PARECE mentira que, con tanto ser de luz y tanta alma reivindicadora de las buenísimas causas, se nos haya pasado el informe que presentó Amnistía Internacional el pasado martes sobre la aplicación de la pena de muerte en todo el planeta durante 2022. Es, sencillamente, demoledor, empezando por el reconocimiento de la organización de que las estremecedoras cifras son meramente orientativas porque no hay forma de saber cuántas ejecuciones se produjeron en China, líder universal del matarile por cuenta del estado.
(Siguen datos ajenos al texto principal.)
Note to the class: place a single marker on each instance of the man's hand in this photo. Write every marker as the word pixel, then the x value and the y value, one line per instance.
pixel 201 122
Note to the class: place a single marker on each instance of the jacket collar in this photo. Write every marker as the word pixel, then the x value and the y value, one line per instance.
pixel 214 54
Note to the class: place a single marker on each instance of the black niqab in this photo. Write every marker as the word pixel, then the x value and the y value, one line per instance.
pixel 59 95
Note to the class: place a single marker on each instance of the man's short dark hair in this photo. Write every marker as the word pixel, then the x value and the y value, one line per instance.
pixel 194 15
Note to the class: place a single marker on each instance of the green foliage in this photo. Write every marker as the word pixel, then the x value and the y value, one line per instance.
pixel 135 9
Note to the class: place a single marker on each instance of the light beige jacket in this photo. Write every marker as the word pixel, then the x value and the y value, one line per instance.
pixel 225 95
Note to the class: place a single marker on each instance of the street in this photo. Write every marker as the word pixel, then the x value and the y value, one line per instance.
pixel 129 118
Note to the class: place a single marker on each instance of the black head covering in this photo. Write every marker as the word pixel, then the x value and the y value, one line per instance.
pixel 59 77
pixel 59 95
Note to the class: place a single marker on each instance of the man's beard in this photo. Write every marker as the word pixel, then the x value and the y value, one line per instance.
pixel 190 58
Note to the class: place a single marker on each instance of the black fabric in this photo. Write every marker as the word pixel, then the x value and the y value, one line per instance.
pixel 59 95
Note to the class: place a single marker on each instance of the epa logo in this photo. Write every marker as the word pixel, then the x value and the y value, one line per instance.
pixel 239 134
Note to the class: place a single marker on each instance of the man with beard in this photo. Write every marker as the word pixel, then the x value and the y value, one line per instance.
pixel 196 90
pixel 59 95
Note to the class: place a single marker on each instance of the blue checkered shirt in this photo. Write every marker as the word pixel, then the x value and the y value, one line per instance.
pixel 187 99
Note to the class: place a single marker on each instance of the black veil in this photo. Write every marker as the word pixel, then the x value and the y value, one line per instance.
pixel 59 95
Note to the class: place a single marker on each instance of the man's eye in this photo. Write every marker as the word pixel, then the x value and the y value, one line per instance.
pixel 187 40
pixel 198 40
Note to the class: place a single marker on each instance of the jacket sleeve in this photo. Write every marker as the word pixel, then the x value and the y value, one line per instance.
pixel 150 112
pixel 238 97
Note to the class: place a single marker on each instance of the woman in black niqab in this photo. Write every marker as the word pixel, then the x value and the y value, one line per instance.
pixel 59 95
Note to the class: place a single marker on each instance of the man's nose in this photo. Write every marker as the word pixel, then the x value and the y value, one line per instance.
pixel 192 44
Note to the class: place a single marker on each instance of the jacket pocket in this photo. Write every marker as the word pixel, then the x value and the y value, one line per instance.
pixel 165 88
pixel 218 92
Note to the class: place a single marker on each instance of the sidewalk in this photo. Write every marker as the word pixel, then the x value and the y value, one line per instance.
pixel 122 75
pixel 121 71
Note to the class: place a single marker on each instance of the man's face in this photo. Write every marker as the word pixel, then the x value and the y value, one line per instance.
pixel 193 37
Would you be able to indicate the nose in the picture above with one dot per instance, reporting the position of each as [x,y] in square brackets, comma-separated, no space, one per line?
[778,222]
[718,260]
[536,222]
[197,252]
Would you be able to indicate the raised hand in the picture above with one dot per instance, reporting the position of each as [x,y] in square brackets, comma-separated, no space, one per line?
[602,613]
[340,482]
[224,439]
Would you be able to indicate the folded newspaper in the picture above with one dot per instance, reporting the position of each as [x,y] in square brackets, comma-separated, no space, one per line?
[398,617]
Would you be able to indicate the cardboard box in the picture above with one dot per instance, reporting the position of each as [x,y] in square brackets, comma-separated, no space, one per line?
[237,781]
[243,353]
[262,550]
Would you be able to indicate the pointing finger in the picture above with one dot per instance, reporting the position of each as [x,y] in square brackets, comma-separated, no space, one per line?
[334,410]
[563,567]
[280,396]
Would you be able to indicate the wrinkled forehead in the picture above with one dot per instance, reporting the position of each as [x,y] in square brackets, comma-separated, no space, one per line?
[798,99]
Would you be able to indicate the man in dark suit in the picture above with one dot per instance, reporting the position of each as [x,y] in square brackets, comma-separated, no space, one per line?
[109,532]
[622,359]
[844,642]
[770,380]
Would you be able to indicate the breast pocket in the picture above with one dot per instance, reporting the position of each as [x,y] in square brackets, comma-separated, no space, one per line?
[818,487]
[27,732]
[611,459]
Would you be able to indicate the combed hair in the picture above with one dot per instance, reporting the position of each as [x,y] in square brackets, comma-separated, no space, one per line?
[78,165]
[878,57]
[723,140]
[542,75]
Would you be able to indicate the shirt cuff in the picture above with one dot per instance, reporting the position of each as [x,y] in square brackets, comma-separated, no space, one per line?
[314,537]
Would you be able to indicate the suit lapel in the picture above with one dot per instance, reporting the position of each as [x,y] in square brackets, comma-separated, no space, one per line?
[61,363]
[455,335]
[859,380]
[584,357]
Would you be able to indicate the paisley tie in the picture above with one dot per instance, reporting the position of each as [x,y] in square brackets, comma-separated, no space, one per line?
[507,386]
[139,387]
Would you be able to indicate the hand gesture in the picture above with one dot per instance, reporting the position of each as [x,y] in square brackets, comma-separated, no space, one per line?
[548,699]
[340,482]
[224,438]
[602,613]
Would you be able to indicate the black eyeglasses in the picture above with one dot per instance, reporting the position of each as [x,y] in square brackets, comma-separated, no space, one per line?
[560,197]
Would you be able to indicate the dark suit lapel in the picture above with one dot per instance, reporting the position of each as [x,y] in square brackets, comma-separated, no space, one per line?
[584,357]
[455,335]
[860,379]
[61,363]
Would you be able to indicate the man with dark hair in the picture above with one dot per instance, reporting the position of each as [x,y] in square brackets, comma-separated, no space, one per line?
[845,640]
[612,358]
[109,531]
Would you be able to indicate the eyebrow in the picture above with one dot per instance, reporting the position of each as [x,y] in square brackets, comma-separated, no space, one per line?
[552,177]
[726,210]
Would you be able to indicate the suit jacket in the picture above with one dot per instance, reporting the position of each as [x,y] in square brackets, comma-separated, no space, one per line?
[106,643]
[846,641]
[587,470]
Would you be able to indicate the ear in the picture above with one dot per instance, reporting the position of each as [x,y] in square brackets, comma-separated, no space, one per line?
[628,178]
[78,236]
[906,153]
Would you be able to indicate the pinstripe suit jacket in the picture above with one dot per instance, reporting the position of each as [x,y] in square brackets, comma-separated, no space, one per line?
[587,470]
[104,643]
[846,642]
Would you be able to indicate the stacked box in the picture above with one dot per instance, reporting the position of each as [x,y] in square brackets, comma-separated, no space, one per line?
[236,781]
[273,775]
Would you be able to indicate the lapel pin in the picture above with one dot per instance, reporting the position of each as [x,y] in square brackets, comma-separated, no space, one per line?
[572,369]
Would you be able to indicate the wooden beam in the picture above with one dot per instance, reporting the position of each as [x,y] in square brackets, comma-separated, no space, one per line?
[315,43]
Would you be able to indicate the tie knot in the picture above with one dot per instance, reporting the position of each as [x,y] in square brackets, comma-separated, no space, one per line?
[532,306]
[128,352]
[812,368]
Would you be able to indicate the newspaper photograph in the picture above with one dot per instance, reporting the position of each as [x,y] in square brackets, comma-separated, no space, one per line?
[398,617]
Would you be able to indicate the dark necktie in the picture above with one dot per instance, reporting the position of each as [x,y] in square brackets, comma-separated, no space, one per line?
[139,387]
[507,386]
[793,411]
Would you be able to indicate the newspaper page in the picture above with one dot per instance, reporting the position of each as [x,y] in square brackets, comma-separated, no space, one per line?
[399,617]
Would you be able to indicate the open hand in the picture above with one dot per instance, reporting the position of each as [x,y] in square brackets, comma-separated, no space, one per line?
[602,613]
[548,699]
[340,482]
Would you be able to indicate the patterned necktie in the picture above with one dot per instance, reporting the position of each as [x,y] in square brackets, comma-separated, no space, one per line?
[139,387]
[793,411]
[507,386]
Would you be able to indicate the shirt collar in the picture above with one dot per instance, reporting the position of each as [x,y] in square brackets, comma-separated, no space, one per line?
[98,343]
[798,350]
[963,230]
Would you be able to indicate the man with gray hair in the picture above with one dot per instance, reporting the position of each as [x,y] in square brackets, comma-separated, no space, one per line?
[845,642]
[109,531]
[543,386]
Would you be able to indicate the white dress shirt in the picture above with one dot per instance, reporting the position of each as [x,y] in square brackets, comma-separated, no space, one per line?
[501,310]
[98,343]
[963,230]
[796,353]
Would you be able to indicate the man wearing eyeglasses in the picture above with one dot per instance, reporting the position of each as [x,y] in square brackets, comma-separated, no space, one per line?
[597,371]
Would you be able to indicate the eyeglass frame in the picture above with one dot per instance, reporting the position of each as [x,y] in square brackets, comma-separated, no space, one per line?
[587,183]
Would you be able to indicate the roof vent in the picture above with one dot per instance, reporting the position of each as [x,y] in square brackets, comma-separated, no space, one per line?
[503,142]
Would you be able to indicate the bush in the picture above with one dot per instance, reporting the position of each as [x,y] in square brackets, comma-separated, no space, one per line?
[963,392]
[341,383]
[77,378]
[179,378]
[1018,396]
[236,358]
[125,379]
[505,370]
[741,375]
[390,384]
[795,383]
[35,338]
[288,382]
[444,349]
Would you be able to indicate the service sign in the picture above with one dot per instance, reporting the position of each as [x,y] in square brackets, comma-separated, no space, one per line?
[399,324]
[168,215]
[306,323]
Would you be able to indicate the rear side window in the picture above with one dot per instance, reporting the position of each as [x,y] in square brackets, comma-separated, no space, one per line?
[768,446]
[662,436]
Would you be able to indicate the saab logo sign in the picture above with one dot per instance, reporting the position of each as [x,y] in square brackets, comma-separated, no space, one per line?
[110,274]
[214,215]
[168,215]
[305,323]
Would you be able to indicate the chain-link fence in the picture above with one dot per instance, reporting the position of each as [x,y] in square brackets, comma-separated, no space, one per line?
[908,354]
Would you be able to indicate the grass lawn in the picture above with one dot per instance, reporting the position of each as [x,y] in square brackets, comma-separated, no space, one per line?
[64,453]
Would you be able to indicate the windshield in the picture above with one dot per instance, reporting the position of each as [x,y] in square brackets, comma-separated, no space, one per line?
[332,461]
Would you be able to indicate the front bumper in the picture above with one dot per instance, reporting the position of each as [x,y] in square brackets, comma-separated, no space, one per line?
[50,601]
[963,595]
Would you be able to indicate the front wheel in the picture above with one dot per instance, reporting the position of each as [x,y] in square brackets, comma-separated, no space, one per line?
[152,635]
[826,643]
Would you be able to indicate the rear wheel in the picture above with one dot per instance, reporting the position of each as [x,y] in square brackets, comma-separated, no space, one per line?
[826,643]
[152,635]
A todo lo más que se llega es a una estimación por lo bajo en “decenas de miles”. Fíjense la barbaridad, cuando el cómputo global de las penas capitales verificadas asciende a 883 en veinte países, es decir, trescientas más que en 2021.

El principal artífice del siniestro crecimiento es Irán, donde las protestas contra la obligación del uso del velo, tan ignoradas por el feminismo fetén occidental, casi han duplicado de un año para otro las penas capitales llevadas a término; de 314 a 576. No le va a la zaga Arabia Saudí. El país donde se celebran desde hace tiempo grandes eventos futbolísticos españoles ha escalado de 65 ejecuciones en 2021 a 196 en 2022. Por supuesto, el presunto líder del mundo libre, Estados Unidos, sigue figurando en el macabro ránking, con 18 personas a las que se le dio pasaporte vía inyección letal. Un dato tremendo, pero si atendemos a la proporción en función de la población, resulta que es inferior a la que suponen las cinco ejecuciones que tuvieron lugar en el Estado de Palestina. Ahí las almas puras tienen algo sobre lo que meditar, salvo, claro, que prefieran tirar de doble vara.